I'm sorry Mr. Perkins, the issue in Ferguson or Baton Rouge was not "inadequate training, military grade equipment and cell phone and body camera technology can turn neighborhoods into tinderboxes." Ferguson was based on a bold faced lie, "Hands Up! Don't Shoot!," where a thug who had just robbed a store owner was walking down the street, attempted to take a cop's gun, and was justifiable shot by the officer. The tinderbox was created and lit by the usual race baiting poverty pimps like Al Sharpton, Jesse Jackson, B Hussein Obama and Eric Holder with his "Just-Us" Department, etc. In Baton Rouge, a convicted felon named Alton Sterling illegally carrying a firearm and selling bootlegged DVDs resisted detention, arrest, assaulted two officers and was reaching for a gun before he was shot. But that won't stop the usual suspect in trying to burn down a city, and in the case of Baton Rouge, murder three cops.

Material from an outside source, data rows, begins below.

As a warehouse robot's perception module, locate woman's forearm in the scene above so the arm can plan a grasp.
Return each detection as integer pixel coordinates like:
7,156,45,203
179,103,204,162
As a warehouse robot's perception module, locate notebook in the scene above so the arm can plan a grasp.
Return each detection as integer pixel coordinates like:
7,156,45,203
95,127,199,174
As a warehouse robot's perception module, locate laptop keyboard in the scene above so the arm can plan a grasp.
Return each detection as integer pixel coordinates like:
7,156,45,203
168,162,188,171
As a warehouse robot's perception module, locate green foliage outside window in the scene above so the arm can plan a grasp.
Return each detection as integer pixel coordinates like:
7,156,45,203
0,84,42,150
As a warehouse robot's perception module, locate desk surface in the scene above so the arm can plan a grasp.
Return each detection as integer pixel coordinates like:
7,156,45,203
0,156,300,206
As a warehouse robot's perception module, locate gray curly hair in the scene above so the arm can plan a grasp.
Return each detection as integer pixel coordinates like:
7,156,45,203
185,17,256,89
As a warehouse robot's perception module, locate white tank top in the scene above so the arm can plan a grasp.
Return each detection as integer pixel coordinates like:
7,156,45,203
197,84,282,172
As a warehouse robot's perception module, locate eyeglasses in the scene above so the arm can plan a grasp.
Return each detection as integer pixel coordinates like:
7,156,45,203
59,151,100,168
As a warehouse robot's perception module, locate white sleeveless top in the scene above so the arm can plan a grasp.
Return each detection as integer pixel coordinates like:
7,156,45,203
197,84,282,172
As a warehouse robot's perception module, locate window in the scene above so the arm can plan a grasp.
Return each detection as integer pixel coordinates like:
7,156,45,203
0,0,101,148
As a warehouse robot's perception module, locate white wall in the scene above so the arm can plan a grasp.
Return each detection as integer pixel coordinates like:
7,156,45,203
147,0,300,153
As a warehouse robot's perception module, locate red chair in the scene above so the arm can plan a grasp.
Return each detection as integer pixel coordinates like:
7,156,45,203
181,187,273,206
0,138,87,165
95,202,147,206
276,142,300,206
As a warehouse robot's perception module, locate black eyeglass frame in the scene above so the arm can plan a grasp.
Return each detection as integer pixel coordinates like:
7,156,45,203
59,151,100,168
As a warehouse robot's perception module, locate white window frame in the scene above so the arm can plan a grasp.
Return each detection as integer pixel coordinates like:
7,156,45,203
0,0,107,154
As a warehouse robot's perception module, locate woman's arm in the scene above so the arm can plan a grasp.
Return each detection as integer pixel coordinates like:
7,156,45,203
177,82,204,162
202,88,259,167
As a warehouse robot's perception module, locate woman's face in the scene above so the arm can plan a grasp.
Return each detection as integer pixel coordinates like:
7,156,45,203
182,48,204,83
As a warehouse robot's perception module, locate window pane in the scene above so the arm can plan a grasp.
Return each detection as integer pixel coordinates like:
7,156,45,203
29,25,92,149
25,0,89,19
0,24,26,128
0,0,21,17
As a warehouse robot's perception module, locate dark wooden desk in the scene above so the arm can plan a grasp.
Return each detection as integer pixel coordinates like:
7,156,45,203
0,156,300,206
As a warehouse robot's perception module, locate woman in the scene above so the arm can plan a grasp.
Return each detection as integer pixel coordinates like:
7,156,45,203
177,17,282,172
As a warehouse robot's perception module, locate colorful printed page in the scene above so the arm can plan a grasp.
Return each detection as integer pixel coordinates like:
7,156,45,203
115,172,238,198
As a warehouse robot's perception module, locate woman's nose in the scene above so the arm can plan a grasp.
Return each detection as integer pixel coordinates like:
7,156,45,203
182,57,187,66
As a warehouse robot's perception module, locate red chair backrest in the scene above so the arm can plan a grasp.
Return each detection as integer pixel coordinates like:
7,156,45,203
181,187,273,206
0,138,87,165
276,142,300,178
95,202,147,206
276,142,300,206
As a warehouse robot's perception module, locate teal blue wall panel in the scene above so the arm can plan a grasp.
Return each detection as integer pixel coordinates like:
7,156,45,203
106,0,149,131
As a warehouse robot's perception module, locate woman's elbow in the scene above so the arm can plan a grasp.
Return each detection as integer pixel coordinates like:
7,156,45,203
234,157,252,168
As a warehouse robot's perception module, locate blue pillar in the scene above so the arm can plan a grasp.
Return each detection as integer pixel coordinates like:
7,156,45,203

Perhaps Mr. Perkins, you're onto something. There are people who need sensitivity training, but it's not the cops. It the population in these ghettos. They need to know cops are sensitive to being threatened by people as we are trying to do our jobs, that they should be sensitive to the fact if you hide the criminals in the houses, they will only hurt themselves. Case in point, who was helped most by aggressive policing in New York back in the early 90s? Black and other minorities. They are the ones who live their those neighborhoods and need to help us catch the robbers, murderers, gang members. Unfortunately, too may people living in these ghettos will scream "Laws!" to help thugs they don't even know just because the police are after them.

Winning hearts and minds is part of the solution, but much like the alcoholic, the first thing is for the person to admit there is a problem. Until the people who live in these areas say they need to stop living like they are, and wanting to raise their kids for a better life, nothing will change.  And with a race baiting poverty pimp in the White House (and likely will continue in the near future), I don't see anything changing.